The physical interface where a flash cable can be connected to a camera. It resembles a small circle within a circle. Long before the Personal Computer existed the term PC Terminal came into the photographer’s lexicon. At that time, shutters were built into lenses instead of cameras, and different styles of shutters required different flash connections. PC describes a flash interface that is compatible with a Prontor-Compur type shutter. This has since become more-or-less a universal standard, although PC terminals usually aren’t found on entry-level DSLRs. (Pictured: PC terminal from Canon EOS 30D)
The time it takes for a flash to rejuvenate after firing. To operate, a flash unit draws electrical energy from a battery, stores it in a capacitor, and when triggered, discharges the energy into the flash tube. It takes a few seconds for that process to Recycle before the flash can be fired again. Short recycle times obviously mean you can shoot more often without delay. If you shoot before your flash finishes recycling (usually indicated by a red light that goes on in back of the flash), the flash may not produce enough light, and your pictures would be too dark. (Pictured: Ready Light from a Nikon SB600 flash)

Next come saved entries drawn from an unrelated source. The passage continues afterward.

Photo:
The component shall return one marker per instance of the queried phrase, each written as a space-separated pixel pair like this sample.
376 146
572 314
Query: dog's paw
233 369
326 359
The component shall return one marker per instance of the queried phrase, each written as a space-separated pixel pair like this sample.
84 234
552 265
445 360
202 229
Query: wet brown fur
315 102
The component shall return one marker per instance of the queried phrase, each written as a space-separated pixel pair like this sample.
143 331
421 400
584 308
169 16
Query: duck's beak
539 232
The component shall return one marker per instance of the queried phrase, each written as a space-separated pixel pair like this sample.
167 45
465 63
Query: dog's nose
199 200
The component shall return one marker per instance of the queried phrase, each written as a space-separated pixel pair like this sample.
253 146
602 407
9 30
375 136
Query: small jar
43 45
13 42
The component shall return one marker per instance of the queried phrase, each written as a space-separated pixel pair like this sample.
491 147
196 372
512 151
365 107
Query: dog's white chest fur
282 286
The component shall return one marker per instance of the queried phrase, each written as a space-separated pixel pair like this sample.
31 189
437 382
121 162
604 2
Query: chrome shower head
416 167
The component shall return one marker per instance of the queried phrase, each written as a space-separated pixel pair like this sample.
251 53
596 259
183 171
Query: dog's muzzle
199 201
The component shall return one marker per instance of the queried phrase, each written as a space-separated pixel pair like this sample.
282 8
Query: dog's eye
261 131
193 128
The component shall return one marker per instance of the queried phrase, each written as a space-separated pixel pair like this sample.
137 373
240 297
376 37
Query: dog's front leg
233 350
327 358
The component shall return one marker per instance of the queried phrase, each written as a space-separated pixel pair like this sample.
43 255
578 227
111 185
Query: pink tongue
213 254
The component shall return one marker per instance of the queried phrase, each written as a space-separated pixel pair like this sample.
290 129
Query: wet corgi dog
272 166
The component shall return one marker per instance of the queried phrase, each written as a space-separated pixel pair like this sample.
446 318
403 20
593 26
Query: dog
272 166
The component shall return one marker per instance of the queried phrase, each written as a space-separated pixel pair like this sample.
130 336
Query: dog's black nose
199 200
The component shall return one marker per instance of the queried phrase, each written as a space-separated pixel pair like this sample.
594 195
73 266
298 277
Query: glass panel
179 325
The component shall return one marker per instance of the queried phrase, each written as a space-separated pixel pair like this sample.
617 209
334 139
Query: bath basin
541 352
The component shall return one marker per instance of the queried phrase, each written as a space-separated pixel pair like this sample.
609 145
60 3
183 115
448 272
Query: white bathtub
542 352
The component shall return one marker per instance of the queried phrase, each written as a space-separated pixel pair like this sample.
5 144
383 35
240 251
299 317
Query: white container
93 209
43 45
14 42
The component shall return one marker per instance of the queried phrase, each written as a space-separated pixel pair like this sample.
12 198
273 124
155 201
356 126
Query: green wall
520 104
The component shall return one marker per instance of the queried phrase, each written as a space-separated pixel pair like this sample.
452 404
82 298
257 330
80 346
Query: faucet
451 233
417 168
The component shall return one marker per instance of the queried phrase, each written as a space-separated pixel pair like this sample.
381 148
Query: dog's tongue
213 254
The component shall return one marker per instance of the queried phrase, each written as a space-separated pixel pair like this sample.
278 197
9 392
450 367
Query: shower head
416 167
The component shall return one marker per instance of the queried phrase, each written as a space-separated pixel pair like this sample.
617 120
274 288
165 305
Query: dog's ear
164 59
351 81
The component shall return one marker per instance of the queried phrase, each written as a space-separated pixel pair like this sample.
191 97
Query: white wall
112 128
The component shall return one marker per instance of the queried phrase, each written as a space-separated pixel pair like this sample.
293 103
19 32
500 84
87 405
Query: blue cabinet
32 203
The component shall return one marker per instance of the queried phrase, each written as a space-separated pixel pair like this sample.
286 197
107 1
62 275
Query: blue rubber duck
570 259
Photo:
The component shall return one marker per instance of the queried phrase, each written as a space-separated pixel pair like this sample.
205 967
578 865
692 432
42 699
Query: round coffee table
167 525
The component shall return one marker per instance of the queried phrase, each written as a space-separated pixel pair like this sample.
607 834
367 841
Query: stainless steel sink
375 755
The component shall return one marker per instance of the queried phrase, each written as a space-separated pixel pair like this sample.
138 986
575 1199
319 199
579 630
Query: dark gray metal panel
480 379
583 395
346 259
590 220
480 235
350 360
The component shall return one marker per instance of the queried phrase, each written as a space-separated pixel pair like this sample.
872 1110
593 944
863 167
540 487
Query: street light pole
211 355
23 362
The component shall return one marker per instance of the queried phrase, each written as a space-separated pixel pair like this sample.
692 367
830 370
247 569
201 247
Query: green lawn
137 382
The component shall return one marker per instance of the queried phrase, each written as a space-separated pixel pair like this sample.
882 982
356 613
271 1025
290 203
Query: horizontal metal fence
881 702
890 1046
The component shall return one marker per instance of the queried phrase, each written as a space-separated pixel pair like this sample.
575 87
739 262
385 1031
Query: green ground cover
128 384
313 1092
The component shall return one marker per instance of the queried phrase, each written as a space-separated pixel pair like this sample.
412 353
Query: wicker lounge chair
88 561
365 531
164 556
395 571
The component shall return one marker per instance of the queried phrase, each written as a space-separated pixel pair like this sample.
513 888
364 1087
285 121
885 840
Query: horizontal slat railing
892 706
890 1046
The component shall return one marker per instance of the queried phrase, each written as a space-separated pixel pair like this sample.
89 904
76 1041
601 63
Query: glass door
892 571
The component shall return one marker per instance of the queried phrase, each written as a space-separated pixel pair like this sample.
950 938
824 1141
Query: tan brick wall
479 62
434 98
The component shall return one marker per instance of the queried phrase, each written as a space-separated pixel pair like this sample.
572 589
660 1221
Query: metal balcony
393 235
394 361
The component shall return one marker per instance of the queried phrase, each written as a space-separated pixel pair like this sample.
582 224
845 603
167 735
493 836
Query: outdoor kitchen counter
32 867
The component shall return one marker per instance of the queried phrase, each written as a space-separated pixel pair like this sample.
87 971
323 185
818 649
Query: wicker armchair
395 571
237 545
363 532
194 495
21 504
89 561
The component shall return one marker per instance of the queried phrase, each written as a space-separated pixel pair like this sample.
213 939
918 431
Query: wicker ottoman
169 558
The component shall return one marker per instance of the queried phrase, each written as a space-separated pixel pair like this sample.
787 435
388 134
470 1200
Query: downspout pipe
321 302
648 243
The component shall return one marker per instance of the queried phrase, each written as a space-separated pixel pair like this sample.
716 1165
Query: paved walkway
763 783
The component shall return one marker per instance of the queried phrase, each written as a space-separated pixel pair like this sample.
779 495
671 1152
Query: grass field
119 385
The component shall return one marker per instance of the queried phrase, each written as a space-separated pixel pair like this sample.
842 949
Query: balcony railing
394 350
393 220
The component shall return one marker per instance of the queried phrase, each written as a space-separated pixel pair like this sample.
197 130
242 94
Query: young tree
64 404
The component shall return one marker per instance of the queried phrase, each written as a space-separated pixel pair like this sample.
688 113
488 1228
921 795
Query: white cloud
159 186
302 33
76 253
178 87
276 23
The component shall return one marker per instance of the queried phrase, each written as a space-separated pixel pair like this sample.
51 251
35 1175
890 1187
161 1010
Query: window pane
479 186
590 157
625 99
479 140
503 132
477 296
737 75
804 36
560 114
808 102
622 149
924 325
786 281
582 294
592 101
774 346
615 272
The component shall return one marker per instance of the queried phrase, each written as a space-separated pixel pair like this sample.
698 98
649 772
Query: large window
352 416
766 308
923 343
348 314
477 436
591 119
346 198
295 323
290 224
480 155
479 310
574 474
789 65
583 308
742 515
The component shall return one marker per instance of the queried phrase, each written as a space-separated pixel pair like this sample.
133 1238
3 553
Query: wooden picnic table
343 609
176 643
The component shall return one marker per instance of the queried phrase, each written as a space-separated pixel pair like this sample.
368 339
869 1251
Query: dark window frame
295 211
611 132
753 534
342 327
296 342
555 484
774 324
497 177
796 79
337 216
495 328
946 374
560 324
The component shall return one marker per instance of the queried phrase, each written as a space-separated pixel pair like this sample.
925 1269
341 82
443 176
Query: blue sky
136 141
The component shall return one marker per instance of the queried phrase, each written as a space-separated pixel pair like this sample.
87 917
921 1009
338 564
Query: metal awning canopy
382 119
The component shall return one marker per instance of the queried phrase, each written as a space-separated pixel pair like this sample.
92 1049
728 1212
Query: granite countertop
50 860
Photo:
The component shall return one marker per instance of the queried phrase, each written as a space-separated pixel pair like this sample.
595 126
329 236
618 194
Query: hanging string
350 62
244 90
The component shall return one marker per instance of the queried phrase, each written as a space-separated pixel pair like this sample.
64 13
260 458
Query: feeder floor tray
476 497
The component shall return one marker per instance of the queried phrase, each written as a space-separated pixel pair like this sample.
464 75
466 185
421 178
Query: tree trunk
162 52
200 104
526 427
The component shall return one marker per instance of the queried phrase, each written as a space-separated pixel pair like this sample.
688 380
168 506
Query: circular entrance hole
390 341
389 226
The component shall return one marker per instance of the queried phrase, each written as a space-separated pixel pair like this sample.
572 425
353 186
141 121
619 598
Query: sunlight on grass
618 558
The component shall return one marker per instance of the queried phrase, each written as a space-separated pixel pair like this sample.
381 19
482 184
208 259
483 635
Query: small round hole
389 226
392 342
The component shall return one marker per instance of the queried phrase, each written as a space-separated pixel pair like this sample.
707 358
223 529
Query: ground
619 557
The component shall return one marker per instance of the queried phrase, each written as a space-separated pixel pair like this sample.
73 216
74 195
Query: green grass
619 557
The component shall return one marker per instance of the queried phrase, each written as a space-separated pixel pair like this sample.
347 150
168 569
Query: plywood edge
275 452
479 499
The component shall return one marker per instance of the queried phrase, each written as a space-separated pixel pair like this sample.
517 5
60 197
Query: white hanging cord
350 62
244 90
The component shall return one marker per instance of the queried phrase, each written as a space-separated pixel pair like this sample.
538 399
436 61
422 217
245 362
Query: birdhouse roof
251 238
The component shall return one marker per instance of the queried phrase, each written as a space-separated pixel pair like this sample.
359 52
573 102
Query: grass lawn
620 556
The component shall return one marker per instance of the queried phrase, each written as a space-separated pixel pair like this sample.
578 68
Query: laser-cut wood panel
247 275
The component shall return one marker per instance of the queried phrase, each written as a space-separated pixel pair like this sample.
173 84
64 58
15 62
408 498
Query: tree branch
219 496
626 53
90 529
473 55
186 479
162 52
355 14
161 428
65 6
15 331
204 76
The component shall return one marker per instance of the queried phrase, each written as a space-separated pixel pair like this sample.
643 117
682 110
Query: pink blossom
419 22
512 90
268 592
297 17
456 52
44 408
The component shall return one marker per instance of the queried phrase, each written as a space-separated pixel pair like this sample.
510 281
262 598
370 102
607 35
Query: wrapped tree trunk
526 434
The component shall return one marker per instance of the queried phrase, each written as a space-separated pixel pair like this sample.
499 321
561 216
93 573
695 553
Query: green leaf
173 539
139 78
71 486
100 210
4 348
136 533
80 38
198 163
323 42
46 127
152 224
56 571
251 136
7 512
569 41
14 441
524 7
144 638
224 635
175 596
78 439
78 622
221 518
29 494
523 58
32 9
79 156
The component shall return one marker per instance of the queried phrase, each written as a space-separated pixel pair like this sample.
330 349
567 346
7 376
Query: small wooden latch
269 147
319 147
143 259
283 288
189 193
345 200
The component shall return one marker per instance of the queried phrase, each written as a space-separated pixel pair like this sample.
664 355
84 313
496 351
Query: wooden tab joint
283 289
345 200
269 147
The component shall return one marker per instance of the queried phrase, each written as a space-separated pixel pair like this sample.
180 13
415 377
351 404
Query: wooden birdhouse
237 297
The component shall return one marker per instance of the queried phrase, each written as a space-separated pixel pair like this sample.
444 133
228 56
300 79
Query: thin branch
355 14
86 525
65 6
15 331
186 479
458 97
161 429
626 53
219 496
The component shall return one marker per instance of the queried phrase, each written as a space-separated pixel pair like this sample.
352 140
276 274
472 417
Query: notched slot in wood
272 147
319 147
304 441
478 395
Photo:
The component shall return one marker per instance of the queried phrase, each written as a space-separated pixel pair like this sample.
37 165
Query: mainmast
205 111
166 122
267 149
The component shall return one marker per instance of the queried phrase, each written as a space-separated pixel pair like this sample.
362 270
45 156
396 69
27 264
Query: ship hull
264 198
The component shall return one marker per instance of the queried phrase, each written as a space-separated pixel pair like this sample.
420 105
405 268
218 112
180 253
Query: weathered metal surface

When a flash is fired directly at a person, the light reflected from the back of their eyeballs causes their pupils to appear red. (If the subject is a dog or deer, their eyes may appear green, blue, or yellow.) The condition is worse if the flash is positioned very close to the linear axis of the lens or too close to the subject, or when the subject’s pupil is dilated. Red-eye is common in compact cameras because the flash is usually less than an inch from the lens.
Red-Eye Reduction is a feature that reduces the reddened appearance by causing the subject’s pupil to constrict – usually by firing a low-powered pre-flash pulse. It removes the zombies from your snapshots. A shoe-mounted flash is usually separated far enough from the lens that it won’t produce red-eye.
Baby before (left) and after (right) red-eye reduction was used.
A circular flash that is attached surrounding the front of a lens. It produces very even, shadow-free lighting and is often used for macro and close-up photography. Your dentist probably owns one.
This is an old fashioned term for an electronic flash. Although it is technically incorrect, it’s still commonly used. A true Strobe is a device that produces a series of flashes at a controllable interval. It’s used to create a sequence of overlapping still images and presents a “stroboscopic” effect that resembles a badly edited movie. (See Jim Bailey’s article on stroboscopic effects.)
A cable that is used to attach a flash to a camera. “Synch” is the abbreviation for “synchronization.” It’s sometimes written “synchro” or “sync.” (Pictured: PC end of a synch chord)
TTL is an abbreviation for Through The Lens. It indicates that the camera is making the flash exposure settings based on the amount of light that is actually entering the lens during the exposure process. This yields consistently accurate flash exposures.